Pulmonary deposition and metabolite formation of ML3403, a second generation p38 MAPK inhibitor, in the isolated perfused and ventilated rat lung

S Ammon-Treiber1,2, M Schwab1,2, G Ganchev1, U Delabar2, S Laufer3, TE Mürdter1. 1Dr. Margarete Fischer-Bosch-Institute of Clinical Pharmacology, Stuttgart and University of Tübingen, 70376, Germany, 2University Hospital Tübingen, Department of Clinical Pharmacology, 72076, Germany, 3Institute of Pharmacy, University of Tübingen, Department of Pharmaceutical and Medical Chemistry, 72076, Germany

Mitogen activated protein kinases (MAPK) play a key role in cell regulation. Among small molecular anti-cytokine agents and drug candidates for the treatment of chronic inflammatory lung diseases, ML3403 belongs to the second generation of diarylimidazole-type p38 MAP kinase inhibitors. The aim of the present study was to determine pulmonary deposition of the p38 MAPK inhibitor ML3403 as well as potential lung specific formation of its known active metabolite ML3603 using the ex vivo model of the isolated perfused and ventilated rat lung (IPL). In addition, Cytochrome P450 mediated oxidation of ML3403 was investigated in human liver microsomes as well as in human lung microsomes.

Isolated lungs from male WISTAR rats (weight 282 ± 27g, mean ± SD, n = 4-5/group) were placed in a 37°C perfusion chamber, ventilated via a tracheal cannula and perfused for 30min, 60min or 120min with ML3403 (total amount 109.2µg) in an albumin containing Krebs-Henseleit perfusion buffer via the pulmonary artery in a recirculating manner. Concentrations of ML3403 and ML3603 in perfusate and lung tissue were determined by LC-MS/MS.

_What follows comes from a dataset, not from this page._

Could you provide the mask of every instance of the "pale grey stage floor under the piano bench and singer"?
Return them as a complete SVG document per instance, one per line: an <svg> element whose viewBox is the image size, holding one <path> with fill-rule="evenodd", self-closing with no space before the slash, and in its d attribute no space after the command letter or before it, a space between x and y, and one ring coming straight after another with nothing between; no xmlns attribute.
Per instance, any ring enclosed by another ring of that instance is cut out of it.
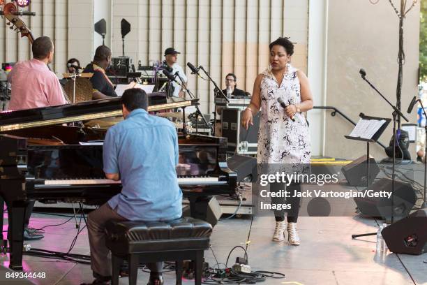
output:
<svg viewBox="0 0 427 285"><path fill-rule="evenodd" d="M31 226L61 224L65 217L33 214ZM31 247L68 251L76 233L74 220L62 226L46 228L43 240L31 242ZM212 249L219 263L236 245L248 242L248 259L253 270L283 272L285 279L267 279L263 284L427 284L427 255L375 254L375 236L352 240L353 233L377 231L374 219L361 217L300 217L301 245L271 242L273 217L254 217L220 221L214 228ZM80 234L72 253L89 254L87 231ZM206 251L209 265L215 265L212 251ZM243 251L236 249L230 257L234 262ZM230 265L229 262L229 265ZM8 266L8 256L0 257L0 264ZM1 268L0 284L13 283L5 279L6 268ZM45 272L45 279L31 279L34 284L80 284L92 280L90 265L24 256L24 270ZM174 284L174 274L165 273L165 284ZM148 274L140 271L138 284L147 284ZM120 284L128 284L127 278ZM193 284L184 280L183 284Z"/></svg>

We chose the ML3403 dose to reach approx. 1μM peak concentrations in the recirculating perfusion buffer, because ML3403 has been shown to inhibit p38α in the low micromolar range (IC50 = 0.38μM) (Laufer et al., 2003).

Peak perfusate concentrations of ML3403 were observed after 5min within the three different perfusion series (mean cmax 984 ± 74 nM, 857 ± 107 nM, 978 ± 100 nM, mean ± SEM, respectively). ML3403 rapidly accumulated in lung tissue and reached tissue concentrations >20µM which did not differ significantly between 30min, 60min and 120min, suggesting an early saturation of lung tissue with ML3403. Perfusate concentrations of ML3603 were low in total but steadily increased over time: 8.22 ± 1.18 nM at 30min, 12.1 ± 1.22nM at 60min and 34.8 ± 3.14 nM at 120min (mean ± SEM, p < 0.001 120min vs 30min and 120min vs. 60min). Stable lung mechanics such as tidal volume, lung compliance and airway resistance were observed during perfusion with ML3403, reflecting good local tolerability. Formation of ML3603 in human liver microsomes followed Michaelis-Menten kinetics (KM: 2.8±0.4 µM; Vmax: 600±26 pmol/min/mg protein). In lung microsomes formation rates were much smaller compared to liver microsomes and KM was increased which is in agreement to the known low expression levels of CYPs in lung.

It can be concluded that ML3403 rapidly accumulates in lung tissue and that the lung is capable to metabolize ML3403 to its sulfoxide metabolite ML3603.

This study was supported by IZEPHA, Tübingen, the Robert Bosch Foundation, Stuttgart, and BMBF (# 0315280C), Berlin, Germany

References:

Laufer SA, Wagner GK, Kotschenreuther DA, Albrecht W (2003) Novel substituted pyridinyl imidazoles as potent anticytokine agents with low activity against hepatic cytochrome P450 enzymes. J Med Chem 46(15):3230-44.